Detecting Precise Hand Touch Moments in Egocentric Video

arXiv cs.CV / 4/15/2026

📰 NewsSignals & Early TrendsIdeas & Deep AnalysisModels & Research

Key Points

  • The paper tackles frame-level detection of the exact hand-object touch onset in egocentric (first-person) video, which is important for AR, HCI, assistive tech, and robot learning where contact cues action timing.
  • It introduces a Hand-informed Context Enhanced (HiCE) module that combines spatiotemporal hand-region features with surrounding context using cross-attention to better handle subtle motions and occlusions near contact.
  • The method is refined with a grasp-aware loss and soft labels to emphasize hand pose and motion dynamics typical of true touch versus near-contact frames.
  • It presents TouchMoment, an egocentric dataset with 4,021 videos and 8,456 annotated touch moments over more than one million frames.
  • On TouchMoment, using a strict two-frame tolerance evaluation, HiCE improves event-spotting performance and outperforms prior state-of-the-art baselines by 16.91% average precision.

Abstract

We address the challenging task of detecting the precise moment when hands make contact with objects in egocentric videos.
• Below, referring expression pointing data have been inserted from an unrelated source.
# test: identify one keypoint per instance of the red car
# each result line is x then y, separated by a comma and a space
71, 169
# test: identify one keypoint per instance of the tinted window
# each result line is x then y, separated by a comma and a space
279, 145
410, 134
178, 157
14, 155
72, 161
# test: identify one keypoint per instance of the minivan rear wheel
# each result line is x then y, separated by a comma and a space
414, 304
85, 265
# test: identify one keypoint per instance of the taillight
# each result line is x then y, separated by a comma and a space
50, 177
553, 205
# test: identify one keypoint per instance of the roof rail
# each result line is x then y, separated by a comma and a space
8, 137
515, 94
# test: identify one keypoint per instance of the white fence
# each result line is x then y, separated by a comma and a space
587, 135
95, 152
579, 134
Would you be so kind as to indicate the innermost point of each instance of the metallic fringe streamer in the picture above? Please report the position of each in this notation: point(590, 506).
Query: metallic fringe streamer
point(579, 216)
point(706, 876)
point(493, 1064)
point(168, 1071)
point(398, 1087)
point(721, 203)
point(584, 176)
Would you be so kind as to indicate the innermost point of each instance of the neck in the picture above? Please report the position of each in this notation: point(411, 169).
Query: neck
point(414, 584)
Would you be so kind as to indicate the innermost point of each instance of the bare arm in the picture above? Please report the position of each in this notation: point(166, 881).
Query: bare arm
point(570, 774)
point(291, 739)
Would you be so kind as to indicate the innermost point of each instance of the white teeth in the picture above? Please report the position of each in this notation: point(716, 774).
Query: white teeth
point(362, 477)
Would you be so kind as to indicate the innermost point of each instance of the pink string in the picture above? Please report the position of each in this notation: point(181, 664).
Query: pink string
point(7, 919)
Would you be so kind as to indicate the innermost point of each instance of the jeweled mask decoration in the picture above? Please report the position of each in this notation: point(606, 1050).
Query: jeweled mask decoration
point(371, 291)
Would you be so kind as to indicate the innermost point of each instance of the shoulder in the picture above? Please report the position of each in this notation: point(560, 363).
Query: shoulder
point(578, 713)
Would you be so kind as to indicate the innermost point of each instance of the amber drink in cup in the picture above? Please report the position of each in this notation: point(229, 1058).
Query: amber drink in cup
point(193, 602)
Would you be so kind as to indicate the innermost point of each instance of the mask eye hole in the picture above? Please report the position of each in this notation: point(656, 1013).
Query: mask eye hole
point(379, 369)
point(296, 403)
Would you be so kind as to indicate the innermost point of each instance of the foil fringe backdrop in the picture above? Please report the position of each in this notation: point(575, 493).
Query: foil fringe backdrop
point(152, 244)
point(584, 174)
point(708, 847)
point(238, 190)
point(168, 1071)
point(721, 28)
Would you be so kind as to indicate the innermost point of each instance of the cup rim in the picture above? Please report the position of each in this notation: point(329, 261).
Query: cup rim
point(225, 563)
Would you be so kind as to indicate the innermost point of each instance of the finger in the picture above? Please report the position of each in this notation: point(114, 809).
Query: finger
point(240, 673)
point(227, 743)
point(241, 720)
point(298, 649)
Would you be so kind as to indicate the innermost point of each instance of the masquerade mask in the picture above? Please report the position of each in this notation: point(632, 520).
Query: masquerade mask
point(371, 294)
This frame-level detection is crucial for augmented reality, human-computer interaction, assistive technologies, and robot learning applications, where contact onset signals action initiation or completion. Temporally precise detection is particularly challenging due to subtle hand motion variations near contact, frequent occlusions, fine-grained manipulation patterns, and the inherent motion dynamics of first-person perspectives. To tackle these challenges, we propose a Hand-informed Context Enhanced module (HiCE; pronounced `high-see') that leverages spatiotemporal features from hand regions and their surrounding context through cross-attention mechanisms, learning to identify potential contact patterns. Our approach is further refined with a grasp-aware loss and soft label that emphasizes hand pose patterns and movement dynamics characteristic of touch events, enabling the model to distinguish between near-contact and actual contact frames. We also introduce TouchMoment, an egocentric dataset containing 4,021 videos and 8,456 annotated contact moments spanning over one million frames. Experiments on TouchMoment show that, under a strict evaluation criterion that counts a prediction as correct only if it falls within a two-frame tolerance of the ground-truth moment, our method achieves substantial gains and outperforms state-of-the-art event-spotting baselines by 16.91% average precision.